Achieving Quality Education Will Cost
Achieving Quality Education Will Take More Money And Teachers, Concludes UN Forum
New York, Dec 18 2008 10:10AM
Achieving the goal of quality education for all by 2015 will require countries to devote greater funds to this critical sector and to address the growing shortage of qualified teachers, according to a United Nations meeting that concluded today in Oslo.
In the final declaration adopted at the close of the three-day forum, organized by the UN Educational, Scientific and Cultural Organization (UNESCO) and the Norwegian Government, delegates called on national governments to devote at least four to six per cent of gross national product (GNP) and 15 to 20 per cent of public expenditure to education.
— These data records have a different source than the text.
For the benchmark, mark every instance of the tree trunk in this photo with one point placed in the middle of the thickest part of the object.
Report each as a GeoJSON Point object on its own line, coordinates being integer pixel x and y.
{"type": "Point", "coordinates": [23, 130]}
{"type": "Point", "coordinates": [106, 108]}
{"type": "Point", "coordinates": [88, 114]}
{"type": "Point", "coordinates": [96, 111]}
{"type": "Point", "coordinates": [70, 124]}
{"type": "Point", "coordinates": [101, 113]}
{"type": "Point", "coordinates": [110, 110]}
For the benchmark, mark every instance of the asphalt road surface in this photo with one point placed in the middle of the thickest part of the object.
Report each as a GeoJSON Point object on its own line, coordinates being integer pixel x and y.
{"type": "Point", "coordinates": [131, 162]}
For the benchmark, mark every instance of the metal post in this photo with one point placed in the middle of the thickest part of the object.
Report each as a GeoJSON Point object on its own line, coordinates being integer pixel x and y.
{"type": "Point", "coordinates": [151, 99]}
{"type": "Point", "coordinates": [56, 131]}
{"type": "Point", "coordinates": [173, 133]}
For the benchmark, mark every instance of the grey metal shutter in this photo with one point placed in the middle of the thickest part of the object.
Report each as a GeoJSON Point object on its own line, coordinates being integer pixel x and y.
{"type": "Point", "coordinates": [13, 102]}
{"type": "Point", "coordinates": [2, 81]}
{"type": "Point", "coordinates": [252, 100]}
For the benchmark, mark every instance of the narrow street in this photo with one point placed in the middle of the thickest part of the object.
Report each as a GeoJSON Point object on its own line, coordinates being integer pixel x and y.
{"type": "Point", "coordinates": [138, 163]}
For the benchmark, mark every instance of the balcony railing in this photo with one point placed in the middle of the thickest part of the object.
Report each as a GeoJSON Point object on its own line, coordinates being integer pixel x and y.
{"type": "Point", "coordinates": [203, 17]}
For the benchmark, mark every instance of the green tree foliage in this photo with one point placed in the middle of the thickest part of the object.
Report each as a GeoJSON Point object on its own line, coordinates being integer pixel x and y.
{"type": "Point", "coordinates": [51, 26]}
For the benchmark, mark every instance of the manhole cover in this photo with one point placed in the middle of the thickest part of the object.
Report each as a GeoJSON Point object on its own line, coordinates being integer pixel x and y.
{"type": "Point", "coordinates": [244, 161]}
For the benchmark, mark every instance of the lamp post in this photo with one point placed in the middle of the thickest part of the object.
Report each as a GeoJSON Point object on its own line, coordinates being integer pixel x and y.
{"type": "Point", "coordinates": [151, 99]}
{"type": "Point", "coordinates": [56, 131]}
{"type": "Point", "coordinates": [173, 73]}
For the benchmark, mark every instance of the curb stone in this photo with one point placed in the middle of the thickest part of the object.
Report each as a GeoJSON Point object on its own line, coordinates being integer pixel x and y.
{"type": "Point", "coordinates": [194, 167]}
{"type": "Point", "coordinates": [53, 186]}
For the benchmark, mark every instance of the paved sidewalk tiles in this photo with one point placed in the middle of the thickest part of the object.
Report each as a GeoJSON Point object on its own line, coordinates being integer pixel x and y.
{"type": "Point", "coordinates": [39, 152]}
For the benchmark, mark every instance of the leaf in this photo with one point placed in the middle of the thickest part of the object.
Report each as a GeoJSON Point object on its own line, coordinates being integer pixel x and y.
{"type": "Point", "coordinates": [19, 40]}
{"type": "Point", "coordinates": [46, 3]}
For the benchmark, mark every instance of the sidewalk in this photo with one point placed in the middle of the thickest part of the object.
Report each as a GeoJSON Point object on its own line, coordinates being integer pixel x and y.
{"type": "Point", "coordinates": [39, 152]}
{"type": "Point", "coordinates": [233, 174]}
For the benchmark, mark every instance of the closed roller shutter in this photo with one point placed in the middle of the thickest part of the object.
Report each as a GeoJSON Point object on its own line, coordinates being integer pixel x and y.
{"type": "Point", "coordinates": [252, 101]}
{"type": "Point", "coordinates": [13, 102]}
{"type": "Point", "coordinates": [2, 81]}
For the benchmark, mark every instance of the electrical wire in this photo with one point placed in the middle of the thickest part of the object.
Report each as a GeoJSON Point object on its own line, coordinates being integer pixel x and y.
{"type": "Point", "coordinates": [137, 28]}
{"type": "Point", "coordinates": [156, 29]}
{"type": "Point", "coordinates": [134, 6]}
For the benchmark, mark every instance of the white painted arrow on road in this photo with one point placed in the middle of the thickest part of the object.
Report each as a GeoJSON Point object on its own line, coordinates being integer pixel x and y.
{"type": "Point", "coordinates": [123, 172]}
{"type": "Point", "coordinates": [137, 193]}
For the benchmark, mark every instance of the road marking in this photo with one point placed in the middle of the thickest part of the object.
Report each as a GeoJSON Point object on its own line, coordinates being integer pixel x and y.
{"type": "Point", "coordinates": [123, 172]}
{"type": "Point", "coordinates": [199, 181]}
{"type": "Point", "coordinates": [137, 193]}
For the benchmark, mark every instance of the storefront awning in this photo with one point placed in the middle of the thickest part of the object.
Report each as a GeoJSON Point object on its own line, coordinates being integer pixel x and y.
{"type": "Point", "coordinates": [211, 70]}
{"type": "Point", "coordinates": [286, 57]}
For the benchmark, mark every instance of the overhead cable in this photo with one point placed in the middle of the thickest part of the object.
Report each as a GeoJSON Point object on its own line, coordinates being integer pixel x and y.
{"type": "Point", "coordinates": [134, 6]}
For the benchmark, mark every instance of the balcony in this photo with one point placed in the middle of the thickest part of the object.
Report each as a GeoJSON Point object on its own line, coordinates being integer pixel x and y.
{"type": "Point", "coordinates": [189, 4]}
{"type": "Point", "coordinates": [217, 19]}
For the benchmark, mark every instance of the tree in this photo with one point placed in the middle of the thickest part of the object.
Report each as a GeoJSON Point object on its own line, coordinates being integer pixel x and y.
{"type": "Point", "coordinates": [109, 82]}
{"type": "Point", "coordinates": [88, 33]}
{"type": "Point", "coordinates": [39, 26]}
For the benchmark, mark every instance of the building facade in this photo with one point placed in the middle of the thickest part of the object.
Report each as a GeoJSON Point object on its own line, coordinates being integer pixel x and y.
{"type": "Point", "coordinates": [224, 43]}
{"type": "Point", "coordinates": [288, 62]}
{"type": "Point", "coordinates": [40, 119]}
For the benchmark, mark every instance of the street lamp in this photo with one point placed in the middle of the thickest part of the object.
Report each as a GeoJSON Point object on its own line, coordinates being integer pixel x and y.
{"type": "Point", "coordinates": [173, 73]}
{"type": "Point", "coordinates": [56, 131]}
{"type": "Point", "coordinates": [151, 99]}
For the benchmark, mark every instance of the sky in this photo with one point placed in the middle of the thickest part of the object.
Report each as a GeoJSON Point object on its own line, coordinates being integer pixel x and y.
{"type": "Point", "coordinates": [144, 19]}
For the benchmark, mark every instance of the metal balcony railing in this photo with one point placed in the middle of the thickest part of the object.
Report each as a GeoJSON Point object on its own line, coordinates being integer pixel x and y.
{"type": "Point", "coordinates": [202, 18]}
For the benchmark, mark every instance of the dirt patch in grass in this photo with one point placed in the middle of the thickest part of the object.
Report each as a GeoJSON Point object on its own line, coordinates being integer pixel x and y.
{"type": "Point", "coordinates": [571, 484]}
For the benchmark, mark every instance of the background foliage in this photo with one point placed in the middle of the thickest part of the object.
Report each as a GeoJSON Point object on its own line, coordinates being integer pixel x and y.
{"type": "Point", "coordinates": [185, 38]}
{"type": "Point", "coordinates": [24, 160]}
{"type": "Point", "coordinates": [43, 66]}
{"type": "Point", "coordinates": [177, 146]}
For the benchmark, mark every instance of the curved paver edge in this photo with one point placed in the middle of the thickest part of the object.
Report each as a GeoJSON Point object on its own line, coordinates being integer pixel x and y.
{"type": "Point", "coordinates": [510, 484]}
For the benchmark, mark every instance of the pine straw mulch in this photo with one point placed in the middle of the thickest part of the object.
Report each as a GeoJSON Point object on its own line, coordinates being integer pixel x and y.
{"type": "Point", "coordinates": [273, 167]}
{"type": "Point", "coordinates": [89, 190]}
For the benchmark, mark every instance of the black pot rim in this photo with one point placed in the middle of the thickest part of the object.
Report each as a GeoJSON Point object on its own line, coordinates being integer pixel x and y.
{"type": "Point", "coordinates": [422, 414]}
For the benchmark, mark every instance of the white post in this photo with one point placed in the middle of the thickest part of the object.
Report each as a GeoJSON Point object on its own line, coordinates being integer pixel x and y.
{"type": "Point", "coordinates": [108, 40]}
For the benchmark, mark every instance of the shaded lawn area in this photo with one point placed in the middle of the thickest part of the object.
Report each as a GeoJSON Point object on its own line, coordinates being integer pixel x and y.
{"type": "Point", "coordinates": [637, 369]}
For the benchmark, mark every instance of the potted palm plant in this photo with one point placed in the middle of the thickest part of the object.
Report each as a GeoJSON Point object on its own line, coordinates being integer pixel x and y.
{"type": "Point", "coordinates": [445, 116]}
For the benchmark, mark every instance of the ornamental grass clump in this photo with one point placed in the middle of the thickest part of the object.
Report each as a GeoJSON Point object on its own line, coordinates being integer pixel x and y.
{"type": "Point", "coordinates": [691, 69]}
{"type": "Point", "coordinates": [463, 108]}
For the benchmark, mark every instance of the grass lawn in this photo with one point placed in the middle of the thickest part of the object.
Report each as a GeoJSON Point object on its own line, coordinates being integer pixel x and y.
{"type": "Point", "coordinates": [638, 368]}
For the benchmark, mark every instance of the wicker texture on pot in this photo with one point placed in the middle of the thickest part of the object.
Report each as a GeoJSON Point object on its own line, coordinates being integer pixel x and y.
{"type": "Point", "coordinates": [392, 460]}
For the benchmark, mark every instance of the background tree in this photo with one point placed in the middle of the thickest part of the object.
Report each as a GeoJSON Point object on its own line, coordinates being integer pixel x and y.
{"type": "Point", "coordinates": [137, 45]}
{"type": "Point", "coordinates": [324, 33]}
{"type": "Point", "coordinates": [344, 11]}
The High-Level Group on Education for All (EFA) also urged development partners to increase official development assistance (ODA) and give priority to investment in basic education.
The Oslo Declaration stressed that education “is one of the most effective tools” for achieving “economic growth and recovery, reducing poverty, hunger and child labour” and “improving health, incomes and livelihoods.”
That is why strong support for achieving internationally agreed development goals, including “education for all (EFA)” – the pledge made by world leaders in the Senegalese capital, Dakar, in 1999 – and the anti-poverty targets with a 2015 deadline, known as the Millennium Development Goals (MDGs), are even more important now that it was before the onset of the current global financial crisis.
Delegates also endorsed the creation of an international task force on “Teachers for EFA,” a voluntary alliance of EFA partners working together to address the global, and growing, shortage of teachers.
“Without adequate numbers of professionally qualified teachers, including female teachers, who are deployed in the right places, well-remunerated and motivated, adequately supported and proficient in local languages, we cannot offer the world’s children quality education” said the Group, which brings together top-level representatives from government, development agencies, UN agencies, civil society and the private sector.
An estimated 18 million new primary teachers will be needed in the next seven years to achieve universal primary education by the target date of 2015.
The Group highlighted the importance of equity in education, noting that at least 29 million children will still not have access to primary school in 2015.
Reaching these children will require policies to reduce disparities, expanding early childhood care and basic education, ensuring affordable learning opportunities at post-primary levels and addressing adult literacy needs.